Divide using synthetic division $$ ( x^{4}-8x^{3}+10x^{2}+2x+4 ) \div ( x-2 ) $$
Answer
The synthetic division table is:
$$ \begin{array}{c|rrrrr}2&1&-8&10&2&4\\& & 2& -12& -4& \color{black}{-4} \\ \hline &\color{blue}{1}&\color{blue}{-6}&\color{blue}{-2}&\color{blue}{-2}&\color{orangered}{0} \end{array} $$The solution is:
$$ \frac{ x^{4}-8x^{3}+10x^{2}+2x+4 }{ x-2 } = \color{blue}{x^{3}-6x^{2}-2x-2} $$Explanation
Step 1 : Write down the coefficients of the dividend into division table.

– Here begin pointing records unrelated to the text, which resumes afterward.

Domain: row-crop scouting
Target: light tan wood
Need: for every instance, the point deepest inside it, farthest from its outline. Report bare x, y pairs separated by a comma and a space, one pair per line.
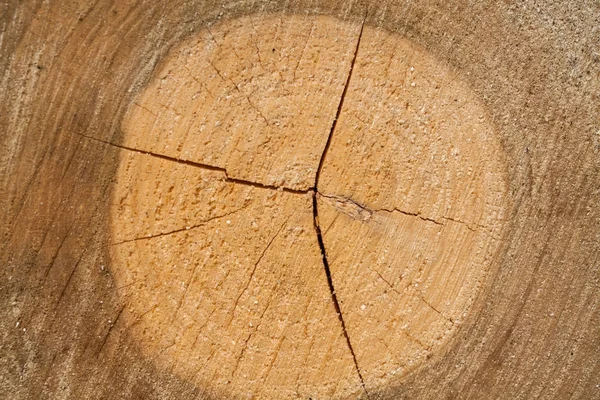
398, 202
223, 279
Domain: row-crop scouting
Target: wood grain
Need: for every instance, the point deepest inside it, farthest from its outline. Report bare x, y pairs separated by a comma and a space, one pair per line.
71, 76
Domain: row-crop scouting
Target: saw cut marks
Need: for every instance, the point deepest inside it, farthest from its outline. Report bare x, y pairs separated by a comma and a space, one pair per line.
304, 208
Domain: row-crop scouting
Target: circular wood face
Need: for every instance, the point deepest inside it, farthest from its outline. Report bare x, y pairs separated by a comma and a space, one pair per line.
263, 143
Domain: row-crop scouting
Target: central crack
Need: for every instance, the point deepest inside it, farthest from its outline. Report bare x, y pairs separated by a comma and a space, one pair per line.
315, 191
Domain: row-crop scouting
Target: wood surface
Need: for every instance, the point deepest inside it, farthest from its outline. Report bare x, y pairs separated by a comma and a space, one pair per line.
297, 199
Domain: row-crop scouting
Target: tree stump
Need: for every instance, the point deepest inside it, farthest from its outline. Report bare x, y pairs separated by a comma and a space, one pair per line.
255, 200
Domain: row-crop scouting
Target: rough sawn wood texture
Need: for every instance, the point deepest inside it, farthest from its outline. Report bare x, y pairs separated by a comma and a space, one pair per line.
462, 240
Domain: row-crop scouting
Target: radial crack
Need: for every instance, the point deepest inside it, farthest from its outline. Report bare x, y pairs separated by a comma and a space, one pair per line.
207, 167
187, 228
316, 214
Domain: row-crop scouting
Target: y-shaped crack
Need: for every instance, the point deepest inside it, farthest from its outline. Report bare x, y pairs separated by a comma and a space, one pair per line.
315, 191
195, 164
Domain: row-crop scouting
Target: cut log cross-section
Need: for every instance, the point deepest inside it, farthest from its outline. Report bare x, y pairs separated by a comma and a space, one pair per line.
304, 207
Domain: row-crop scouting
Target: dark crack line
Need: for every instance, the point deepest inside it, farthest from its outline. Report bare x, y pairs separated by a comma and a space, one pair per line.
316, 214
187, 228
199, 165
339, 109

Put the zero from $ x -2 = 0 $ ( $ x = \color{blue}{ 2 } $ ) at the left.
$$ \begin{array}{c|rrrrr}\color{blue}{2}&1&-8&10&2&4\\& & & & & \\ \hline &&&&& \end{array} $$Step 1 : Bring down the leading coefficient to the bottom row.

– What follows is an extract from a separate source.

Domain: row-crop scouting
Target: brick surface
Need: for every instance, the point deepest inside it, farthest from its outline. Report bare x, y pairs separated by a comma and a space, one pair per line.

$$ \begin{array}{c|rrrrr}2&\color{orangered}{ 1 }&-8&10&2&4\\& & & & & \\ \hline &\color{orangered}{1}&&&& \end{array} $$Step 2 : Multiply by the number on the left, and carry the result into the next column: $ \color{blue}{ 2 } \cdot \color{blue}{ 1 } = \color{blue}{ 2 } $.
$$ \begin{array}{c|rrrrr}\color{blue}{2}&1&-8&10&2&4\\& & \color{blue}{2} & & & \\ \hline &\color{blue}{1}&&&& \end{array} $$Step 3 : Add down last column: $ \color{orangered}{ -8 } + \color{orangered}{ 2 } = \color{orangered}{ -6 } $
$$ \begin{array}{c|rrrrr}2&1&\color{orangered}{ -8 }&10&2&4\\& & \color{orangered}{2} & & & \\ \hline &1&\color{orangered}{-6}&&& \end{array} $$Step 4 : Multiply by the number on the left, and carry the result into the next column: $ \color{blue}{ 2 } \cdot \color{blue}{ \left( -6 \right) } = \color{blue}{ -12 } $.
$$ \begin{array}{c|rrrrr}\color{blue}{2}&1&-8&10&2&4\\& & 2& \color{blue}{-12} & & \\ \hline &1&\color{blue}{-6}&&& \end{array} $$Step 5 : Add down last column: $ \color{orangered}{ 10 } + \color{orangered}{ \left( -12 \right) } = \color{orangered}{ -2 } $
$$ \begin{array}{c|rrrrr}2&1&-8&\color{orangered}{ 10 }&2&4\\& & 2& \color{orangered}{-12} & & \\ \hline &1&-6&\color{orangered}{-2}&& \end{array} $$Step 6 : Multiply by the number on the left, and carry the result into the next column: $ \color{blue}{ 2 } \cdot \color{blue}{ \left( -2 \right) } = \color{blue}{ -4 } $.
$$ \begin{array}{c|rrrrr}\color{blue}{2}&1&-8&10&2&4\\& & 2& -12& \color{blue}{-4} & \\ \hline &1&-6&\color{blue}{-2}&& \end{array} $$Step 7 : Add down last column: $ \color{orangered}{ 2 } + \color{orangered}{ \left( -4 \right) } = \color{orangered}{ -2 } $
$$ \begin{array}{c|rrrrr}2&1&-8&10&\color{orangered}{ 2 }&4\\& & 2& -12& \color{orangered}{-4} & \\ \hline &1&-6&-2&\color{orangered}{-2}& \end{array} $$Step 8 : Multiply by the number on the left, and carry the result into the next column: $ \color{blue}{ 2 } \cdot \color{blue}{ \left( -2 \right) } = \color{blue}{ -4 } $.
$$ \begin{array}{c|rrrrr}\color{blue}{2}&1&-8&10&2&4\\& & 2& -12& -4& \color{blue}{-4} \\ \hline &1&-6&-2&\color{blue}{-2}& \end{array} $$Step 9 : Add down last column: $ \color{orangered}{ 4 } + \color{orangered}{ \left( -4 \right) } = \color{orangered}{ 0 } $
$$ \begin{array}{c|rrrrr}2&1&-8&10&2&\color{orangered}{ 4 }\\& & 2& -12& -4& \color{orangered}{-4} \\ \hline &\color{blue}{1}&\color{blue}{-6}&\color{blue}{-2}&\color{blue}{-2}&\color{orangered}{0} \end{array} $$Bottom line represents the quotient $ \color{blue}{ x^{3}-6x^{2}-2x-2 } $ with a remainder of $ \color{red}{ 0 } $.